First thing tomorrow they would send a team down to the spot near the lock and speak to everyone who passed, catch the regulars who might have seen something out of the ordinary.

But for now all they had was a dead woman whose distraught girlfriend was blaming her ex.

As Sam had handed over Corinne’s laptop and mobile phone she kept up a tirade against Nina Sawyer – who, it emerged, was still legally married to Corinne.

The laptop and mobile were with the techies now. More waiting.

Ferreira nudged him. ‘Drink this.’ She put a mug in one hand. ‘And take these.’

He looked at the pills she dropped into his palm. ‘What are they?’

‘Speed.’

‘You know what, I don’t even care if they are.’ He swallowed them with a mouthful of coffee, nodded towards the photograph. ‘Would you have known she was a man?’

‘She was a woman,’ Ferreira said. ‘You need to get used to saying that.’

‘I don’t need a lecture on gender sensitivity, thanks, Mel. But I’m asking if some random piece of shit – say, the type who’d target trans women for violence – would have thought she was.’

‘Then, no. I don’t think they would. Bobby?’

Wahlia stepped back from the board, capping a red marker pen. ‘No way. She’s got that Gillian Anderson vibe.

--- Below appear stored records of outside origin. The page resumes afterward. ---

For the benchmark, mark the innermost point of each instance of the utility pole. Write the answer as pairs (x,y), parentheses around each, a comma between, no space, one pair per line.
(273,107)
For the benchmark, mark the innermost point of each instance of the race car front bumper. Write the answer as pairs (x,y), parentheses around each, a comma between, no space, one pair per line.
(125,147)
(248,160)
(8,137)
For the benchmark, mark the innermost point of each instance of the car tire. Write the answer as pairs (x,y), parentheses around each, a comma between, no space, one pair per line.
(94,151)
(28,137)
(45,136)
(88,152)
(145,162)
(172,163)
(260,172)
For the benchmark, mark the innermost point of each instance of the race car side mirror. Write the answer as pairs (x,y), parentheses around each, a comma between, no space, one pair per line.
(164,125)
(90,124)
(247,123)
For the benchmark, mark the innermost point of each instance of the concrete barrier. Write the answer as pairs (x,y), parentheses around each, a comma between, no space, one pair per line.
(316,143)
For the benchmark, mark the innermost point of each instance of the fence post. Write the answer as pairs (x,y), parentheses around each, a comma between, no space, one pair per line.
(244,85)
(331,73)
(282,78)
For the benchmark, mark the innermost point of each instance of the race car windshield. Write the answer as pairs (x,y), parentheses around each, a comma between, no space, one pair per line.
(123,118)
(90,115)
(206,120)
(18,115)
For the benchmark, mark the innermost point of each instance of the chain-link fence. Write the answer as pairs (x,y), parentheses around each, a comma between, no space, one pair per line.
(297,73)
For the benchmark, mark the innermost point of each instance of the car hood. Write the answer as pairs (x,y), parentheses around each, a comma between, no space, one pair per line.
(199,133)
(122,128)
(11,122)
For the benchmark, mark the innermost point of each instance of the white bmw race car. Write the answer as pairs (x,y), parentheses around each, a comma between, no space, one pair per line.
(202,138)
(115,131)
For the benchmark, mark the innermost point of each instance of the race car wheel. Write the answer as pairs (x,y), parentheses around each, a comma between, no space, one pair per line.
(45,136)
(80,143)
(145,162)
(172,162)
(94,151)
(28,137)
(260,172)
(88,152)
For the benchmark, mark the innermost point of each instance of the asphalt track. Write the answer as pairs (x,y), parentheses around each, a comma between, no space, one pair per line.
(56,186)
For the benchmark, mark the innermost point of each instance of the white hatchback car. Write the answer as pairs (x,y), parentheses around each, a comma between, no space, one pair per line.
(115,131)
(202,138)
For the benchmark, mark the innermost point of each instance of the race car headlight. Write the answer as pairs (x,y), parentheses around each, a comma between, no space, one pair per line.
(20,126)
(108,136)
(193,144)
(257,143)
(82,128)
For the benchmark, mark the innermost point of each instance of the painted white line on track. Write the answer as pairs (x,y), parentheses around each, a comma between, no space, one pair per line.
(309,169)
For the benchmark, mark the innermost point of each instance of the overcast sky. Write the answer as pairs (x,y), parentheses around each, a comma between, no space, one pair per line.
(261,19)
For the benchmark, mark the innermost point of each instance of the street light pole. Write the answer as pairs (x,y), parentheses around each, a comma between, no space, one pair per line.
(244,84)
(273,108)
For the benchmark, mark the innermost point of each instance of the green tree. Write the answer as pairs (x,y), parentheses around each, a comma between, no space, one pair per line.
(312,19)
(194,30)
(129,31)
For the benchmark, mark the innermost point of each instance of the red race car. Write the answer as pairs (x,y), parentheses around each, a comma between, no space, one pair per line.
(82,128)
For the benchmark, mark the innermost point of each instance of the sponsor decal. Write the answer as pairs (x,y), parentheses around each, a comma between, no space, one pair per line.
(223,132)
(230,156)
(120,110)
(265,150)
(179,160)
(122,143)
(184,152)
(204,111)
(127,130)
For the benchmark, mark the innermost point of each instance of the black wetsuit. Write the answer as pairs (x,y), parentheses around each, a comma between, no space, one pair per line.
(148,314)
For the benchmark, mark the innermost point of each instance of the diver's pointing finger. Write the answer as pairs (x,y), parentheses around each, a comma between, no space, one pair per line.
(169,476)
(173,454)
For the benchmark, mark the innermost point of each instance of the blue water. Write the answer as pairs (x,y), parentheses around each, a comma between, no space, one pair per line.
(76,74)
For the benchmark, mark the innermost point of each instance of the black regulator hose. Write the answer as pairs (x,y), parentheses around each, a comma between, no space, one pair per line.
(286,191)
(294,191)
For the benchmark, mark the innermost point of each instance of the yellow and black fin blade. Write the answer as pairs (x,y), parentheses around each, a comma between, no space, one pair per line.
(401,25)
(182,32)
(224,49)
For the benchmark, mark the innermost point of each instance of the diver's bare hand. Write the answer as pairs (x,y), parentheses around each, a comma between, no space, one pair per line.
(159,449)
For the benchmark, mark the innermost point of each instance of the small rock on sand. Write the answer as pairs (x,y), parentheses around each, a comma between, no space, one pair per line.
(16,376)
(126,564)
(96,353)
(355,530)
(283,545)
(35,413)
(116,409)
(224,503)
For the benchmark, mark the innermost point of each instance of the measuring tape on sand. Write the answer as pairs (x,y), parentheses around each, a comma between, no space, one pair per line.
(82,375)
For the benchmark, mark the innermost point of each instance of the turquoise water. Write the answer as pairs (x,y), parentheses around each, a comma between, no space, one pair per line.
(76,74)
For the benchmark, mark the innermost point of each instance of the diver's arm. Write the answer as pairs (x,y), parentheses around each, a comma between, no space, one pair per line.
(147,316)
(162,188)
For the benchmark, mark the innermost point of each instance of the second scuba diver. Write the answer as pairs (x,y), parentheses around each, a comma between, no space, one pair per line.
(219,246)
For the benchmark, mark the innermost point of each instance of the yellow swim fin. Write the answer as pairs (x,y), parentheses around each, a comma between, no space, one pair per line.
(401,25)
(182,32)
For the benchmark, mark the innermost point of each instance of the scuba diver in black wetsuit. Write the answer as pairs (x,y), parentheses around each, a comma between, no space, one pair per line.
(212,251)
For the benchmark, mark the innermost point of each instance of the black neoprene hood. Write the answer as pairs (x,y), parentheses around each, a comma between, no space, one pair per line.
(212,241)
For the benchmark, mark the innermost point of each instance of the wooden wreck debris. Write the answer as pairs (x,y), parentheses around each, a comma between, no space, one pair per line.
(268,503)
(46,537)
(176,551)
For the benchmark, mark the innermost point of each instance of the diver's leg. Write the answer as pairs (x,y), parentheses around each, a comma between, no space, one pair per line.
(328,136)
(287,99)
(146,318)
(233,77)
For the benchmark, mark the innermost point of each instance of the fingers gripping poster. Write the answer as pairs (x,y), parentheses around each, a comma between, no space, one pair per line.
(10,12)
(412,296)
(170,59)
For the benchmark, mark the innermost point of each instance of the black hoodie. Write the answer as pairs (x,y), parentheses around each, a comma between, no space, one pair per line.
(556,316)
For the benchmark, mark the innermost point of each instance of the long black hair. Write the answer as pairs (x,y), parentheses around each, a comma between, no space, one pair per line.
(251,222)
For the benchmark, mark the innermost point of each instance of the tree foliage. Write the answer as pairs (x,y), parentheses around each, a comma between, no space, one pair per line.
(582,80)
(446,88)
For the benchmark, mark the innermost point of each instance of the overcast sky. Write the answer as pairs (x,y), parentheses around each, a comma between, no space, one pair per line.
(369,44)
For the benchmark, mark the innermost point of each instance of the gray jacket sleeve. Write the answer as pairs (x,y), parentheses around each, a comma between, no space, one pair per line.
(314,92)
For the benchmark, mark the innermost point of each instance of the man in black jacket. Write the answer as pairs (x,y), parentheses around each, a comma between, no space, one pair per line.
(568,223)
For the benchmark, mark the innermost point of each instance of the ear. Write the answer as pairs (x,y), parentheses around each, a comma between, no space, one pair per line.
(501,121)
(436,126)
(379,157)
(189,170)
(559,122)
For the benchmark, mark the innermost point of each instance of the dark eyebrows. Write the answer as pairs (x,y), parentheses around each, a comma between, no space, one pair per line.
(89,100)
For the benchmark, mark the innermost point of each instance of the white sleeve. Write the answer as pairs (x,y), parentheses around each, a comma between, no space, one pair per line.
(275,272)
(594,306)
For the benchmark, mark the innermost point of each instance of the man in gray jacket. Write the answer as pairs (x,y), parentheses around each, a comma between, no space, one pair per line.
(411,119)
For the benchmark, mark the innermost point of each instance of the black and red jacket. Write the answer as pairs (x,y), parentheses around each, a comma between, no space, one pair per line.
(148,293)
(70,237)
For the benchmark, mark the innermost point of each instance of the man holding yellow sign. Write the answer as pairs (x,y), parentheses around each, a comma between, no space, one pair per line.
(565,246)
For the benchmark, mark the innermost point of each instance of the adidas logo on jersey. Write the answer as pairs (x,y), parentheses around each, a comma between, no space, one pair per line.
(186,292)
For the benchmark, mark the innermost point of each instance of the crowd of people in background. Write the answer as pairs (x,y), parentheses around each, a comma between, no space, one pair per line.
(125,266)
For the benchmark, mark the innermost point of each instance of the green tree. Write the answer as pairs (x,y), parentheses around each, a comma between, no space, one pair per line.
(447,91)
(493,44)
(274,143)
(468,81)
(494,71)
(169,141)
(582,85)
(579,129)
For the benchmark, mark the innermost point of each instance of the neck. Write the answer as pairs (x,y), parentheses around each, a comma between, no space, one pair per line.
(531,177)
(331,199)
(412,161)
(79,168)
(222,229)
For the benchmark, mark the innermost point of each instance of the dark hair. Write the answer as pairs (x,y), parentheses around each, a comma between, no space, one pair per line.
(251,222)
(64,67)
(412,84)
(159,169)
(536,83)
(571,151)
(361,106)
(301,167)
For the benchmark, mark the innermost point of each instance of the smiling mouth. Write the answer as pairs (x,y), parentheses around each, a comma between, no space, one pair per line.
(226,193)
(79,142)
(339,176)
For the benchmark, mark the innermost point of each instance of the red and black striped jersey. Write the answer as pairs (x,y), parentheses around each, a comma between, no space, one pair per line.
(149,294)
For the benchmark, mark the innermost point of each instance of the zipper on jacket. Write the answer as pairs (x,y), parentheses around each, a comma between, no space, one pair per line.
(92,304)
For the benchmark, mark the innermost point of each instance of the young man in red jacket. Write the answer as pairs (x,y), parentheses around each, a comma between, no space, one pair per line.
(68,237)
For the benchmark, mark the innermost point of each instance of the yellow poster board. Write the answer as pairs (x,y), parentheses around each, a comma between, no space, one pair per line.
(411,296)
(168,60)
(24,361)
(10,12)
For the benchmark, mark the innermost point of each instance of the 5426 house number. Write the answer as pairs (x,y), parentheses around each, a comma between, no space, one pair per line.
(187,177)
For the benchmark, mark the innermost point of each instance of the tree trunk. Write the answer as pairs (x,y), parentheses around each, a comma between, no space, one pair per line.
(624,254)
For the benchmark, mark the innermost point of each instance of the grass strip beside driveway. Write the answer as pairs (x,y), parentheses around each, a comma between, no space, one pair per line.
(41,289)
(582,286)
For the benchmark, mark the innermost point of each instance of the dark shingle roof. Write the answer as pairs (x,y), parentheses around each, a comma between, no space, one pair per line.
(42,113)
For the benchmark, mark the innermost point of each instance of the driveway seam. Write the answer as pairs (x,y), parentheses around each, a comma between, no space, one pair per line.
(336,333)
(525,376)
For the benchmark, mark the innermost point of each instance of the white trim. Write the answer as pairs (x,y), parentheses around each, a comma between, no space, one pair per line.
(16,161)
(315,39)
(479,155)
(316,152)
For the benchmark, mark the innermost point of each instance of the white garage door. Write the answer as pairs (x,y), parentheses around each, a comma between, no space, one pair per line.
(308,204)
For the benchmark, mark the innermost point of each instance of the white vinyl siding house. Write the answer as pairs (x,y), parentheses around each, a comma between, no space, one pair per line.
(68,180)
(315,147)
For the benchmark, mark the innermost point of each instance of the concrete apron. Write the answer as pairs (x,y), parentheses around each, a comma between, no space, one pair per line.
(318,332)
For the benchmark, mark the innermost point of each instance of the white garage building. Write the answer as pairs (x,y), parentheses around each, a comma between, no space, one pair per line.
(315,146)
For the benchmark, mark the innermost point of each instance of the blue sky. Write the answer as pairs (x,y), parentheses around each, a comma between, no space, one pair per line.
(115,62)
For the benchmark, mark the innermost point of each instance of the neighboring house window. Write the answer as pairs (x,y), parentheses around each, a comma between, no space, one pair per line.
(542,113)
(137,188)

Good bones, strong-looking but feminine.’

‘So, we’ve established she was passing,’ Ferreira said in a withering tone. ‘Meaning you don’t think she was murdered because she was trans.’

‘Not if it was a random attack.’

‘We know she had a highly predictable routine. What if her killer knew she was trans, hated her because of it, and targeted her where he knew he could find her?’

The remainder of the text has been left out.